Confiabilidade – procedimentos claros e demonstráveis
Para garantir a confiabilidade dos documentos, os procedimentos na celebração dos contratos precisam ser transparentes e demonstráveis, conforme previsto na Norma ABNT NBR ISO/IEC 27037.
Como a evidência digital é naturalmente suscetível a alterações, torna-se obrigatório adotar metodologias confiáveis para criação e custódia do contrato, assegurando sua admissibilidade e força probatória em processos judiciais.
Integridade – conteúdo preservado
A integridade de um documento significa que seu conteúdo permanece intacto desde a assinatura.
A melhor solução para demonstrar essa integridade é por meio do valor hash, um código exclusivo que funciona como “impressão digital” do documento. Qualquer modificação gera um valor hash diferente, indicando uma alteração.
Contudo, muitos contratos bancários, especialmente antigos, não incluem um valor hash adequadamente apresentado, o que impede a verificação de integridade.
Autenticidade – confirmação de autoria
Uma assinatura eletrônica é um método de autenticação digital que confirma a identidade do signatário em um documento eletrônico. Existem diversos tipos, desde simples anotações digitais até certificados criptografados.

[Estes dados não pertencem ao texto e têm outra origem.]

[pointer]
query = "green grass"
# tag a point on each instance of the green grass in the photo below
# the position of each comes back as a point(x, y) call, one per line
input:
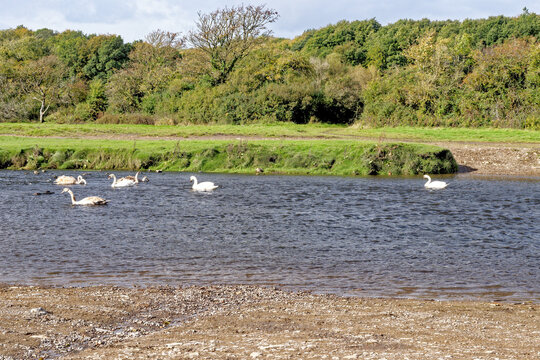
point(328, 157)
point(282, 130)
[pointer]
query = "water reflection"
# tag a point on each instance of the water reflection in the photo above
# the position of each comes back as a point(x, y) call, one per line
point(351, 236)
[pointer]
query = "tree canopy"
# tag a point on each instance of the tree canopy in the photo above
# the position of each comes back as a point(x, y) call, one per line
point(229, 69)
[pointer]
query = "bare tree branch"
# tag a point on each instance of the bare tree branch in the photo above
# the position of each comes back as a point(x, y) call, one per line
point(227, 35)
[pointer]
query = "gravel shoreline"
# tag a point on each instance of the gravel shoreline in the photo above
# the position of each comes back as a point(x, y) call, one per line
point(254, 322)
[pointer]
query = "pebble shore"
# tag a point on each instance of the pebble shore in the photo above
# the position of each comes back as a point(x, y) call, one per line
point(253, 322)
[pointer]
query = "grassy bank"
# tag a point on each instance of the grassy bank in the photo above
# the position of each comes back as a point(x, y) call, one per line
point(319, 131)
point(328, 157)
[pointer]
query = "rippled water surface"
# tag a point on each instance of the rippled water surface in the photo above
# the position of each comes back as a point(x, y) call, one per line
point(478, 238)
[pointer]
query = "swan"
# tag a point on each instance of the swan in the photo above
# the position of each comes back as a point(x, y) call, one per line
point(204, 186)
point(69, 180)
point(91, 200)
point(122, 182)
point(434, 184)
point(133, 178)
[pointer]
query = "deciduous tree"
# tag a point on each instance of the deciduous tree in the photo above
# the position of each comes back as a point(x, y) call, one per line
point(229, 34)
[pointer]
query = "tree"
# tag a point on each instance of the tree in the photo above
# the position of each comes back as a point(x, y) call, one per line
point(107, 53)
point(228, 35)
point(42, 80)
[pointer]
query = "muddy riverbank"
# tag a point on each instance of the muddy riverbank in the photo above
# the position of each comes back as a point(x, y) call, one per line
point(249, 322)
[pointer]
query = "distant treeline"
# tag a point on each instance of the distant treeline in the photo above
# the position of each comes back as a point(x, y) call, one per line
point(473, 73)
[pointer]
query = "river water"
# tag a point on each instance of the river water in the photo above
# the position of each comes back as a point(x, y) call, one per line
point(476, 239)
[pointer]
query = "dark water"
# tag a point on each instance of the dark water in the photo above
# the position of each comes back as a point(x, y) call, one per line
point(478, 238)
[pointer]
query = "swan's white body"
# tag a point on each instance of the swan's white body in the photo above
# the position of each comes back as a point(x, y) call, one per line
point(434, 184)
point(133, 178)
point(204, 186)
point(91, 200)
point(122, 182)
point(69, 180)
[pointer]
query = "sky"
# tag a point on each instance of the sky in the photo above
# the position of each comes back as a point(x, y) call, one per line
point(134, 19)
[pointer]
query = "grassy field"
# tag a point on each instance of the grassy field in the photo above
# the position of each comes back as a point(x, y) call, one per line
point(312, 131)
point(322, 157)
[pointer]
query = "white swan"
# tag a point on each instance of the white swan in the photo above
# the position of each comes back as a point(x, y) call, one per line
point(69, 180)
point(91, 200)
point(204, 186)
point(133, 178)
point(122, 182)
point(434, 184)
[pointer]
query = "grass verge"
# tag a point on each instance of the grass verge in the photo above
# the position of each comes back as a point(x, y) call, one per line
point(282, 130)
point(322, 157)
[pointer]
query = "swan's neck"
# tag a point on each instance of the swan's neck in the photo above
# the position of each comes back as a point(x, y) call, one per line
point(73, 201)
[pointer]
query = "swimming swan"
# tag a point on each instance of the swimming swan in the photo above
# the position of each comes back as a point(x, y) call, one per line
point(204, 186)
point(122, 182)
point(133, 178)
point(91, 200)
point(434, 184)
point(69, 180)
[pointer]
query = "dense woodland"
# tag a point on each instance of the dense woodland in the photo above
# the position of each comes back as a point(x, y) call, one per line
point(230, 69)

Durante a assinatura, os bancos utilizam múltiplos fatores de autenticação, como número de telefone, valor hash, dados de geolocalização e endereço IP.
Entretanto, frequentemente os bancos falham em demonstrar adequadamente esses elementos, enganam-se quanto ao conceito de hash, confundem selfie com biometria, e deixam de apresentar o escore de convergência da biometria facial.

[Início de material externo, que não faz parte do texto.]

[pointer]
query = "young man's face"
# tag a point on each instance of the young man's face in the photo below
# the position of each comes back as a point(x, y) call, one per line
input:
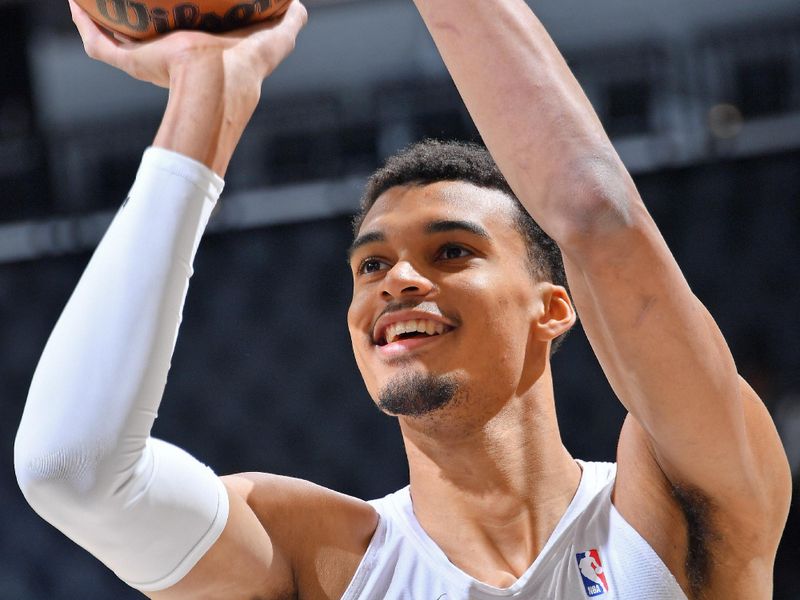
point(443, 298)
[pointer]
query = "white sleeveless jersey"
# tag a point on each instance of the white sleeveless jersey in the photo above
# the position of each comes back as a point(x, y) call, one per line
point(592, 553)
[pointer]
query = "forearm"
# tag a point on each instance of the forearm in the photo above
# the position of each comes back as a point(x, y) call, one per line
point(201, 120)
point(529, 109)
point(83, 455)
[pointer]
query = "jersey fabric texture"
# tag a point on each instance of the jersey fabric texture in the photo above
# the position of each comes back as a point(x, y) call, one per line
point(592, 553)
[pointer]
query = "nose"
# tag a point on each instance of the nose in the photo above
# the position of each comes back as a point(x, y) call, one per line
point(404, 280)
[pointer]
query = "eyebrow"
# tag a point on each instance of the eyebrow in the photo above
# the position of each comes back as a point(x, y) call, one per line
point(433, 227)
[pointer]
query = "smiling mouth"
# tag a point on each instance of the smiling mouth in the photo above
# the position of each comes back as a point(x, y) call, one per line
point(411, 329)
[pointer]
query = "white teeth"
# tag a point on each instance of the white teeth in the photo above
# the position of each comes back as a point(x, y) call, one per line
point(426, 326)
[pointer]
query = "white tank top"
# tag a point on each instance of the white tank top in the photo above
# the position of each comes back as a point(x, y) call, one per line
point(592, 553)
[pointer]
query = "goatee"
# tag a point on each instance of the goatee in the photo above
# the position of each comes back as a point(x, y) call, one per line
point(416, 394)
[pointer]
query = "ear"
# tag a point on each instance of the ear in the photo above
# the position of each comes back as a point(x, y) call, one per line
point(556, 316)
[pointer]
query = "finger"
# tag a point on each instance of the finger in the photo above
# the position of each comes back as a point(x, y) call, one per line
point(97, 44)
point(275, 40)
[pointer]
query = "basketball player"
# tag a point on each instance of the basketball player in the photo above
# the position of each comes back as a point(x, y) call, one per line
point(458, 299)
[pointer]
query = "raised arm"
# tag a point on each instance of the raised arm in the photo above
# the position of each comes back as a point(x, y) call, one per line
point(693, 420)
point(84, 456)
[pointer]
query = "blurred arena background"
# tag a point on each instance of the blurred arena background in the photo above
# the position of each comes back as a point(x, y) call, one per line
point(702, 100)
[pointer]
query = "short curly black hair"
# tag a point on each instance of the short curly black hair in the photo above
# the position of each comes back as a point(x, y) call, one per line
point(431, 161)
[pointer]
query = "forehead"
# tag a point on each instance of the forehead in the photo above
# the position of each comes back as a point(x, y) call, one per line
point(413, 206)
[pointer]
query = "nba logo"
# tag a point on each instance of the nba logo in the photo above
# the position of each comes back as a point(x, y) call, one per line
point(591, 569)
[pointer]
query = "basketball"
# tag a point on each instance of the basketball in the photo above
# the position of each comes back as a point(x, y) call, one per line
point(143, 19)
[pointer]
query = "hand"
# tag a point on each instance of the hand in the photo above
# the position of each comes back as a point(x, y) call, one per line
point(214, 79)
point(259, 48)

Além disso, alguns fatores de autenticação dependem de dados de empresas de telecomunicações, mas o Marco Civil da Internet (lei 12.965) limita a retenção desses dados a 1 ano, dificultando a validação do endereço IP.
Nível de segurança
A lei 14.063 classifica as assinaturas eletrônicas em simples, avançadas e qualificadas. Assinaturas simples não são adequadas para transações financeiras, e há lacunas na definição de assinaturas avançadas.
A escolha incorreta do tipo de assinatura pode implicar em nulidade do contrato em disputas judiciais, mesmo com evidências favoráveis. Bancos geralmente utilizam assinaturas simples ou avançadas.
Boas práticas para os bancos
Sem uma abordagem criteriosa para garantir a autenticidade e integridade das assinaturas, os bancos continuarão vulneráveis a decisões desfavoráveis.
O assessoramento técnico pericial é um diferencial estratégico, permitindo que o banco estabeleça balizadores de confiança já na assinatura do contrato e assegure a comprovação dos fatores de autenticação, evitando derrotas judiciais.
Para uma atuação eficaz, o entrosamento entre equipes jurídicas e de tecnologia é fundamental. Assim, a sinergia entre tecnologia e jurídico garante que cada evidência seja robusta e admissível.
Conclusão
No cenário atual, assegurar a conformidade dos contratos digitais é uma questão de sobrevivência jurídica. A falta de evidências robustas pode resultar em perdas financeiras para os bancos.
A confiabilidade e a integridade de um contrato eletrônico formam o alicerce de transações seguras. Sem procedimentos claros, os bancos arriscam não apenas a nulidade contratual, mas também sua credibilidade no mercado.
Os bancos que liderarem a transformação digital terão uma postura proativa, definindo novos padrões de confiança e segurança – o futuro pertence a quem define o padrão de confiança. Cada assinatura eletrônica representa um compromisso, que precisa ser defendido e validado com rigor técnico e visão estratégica.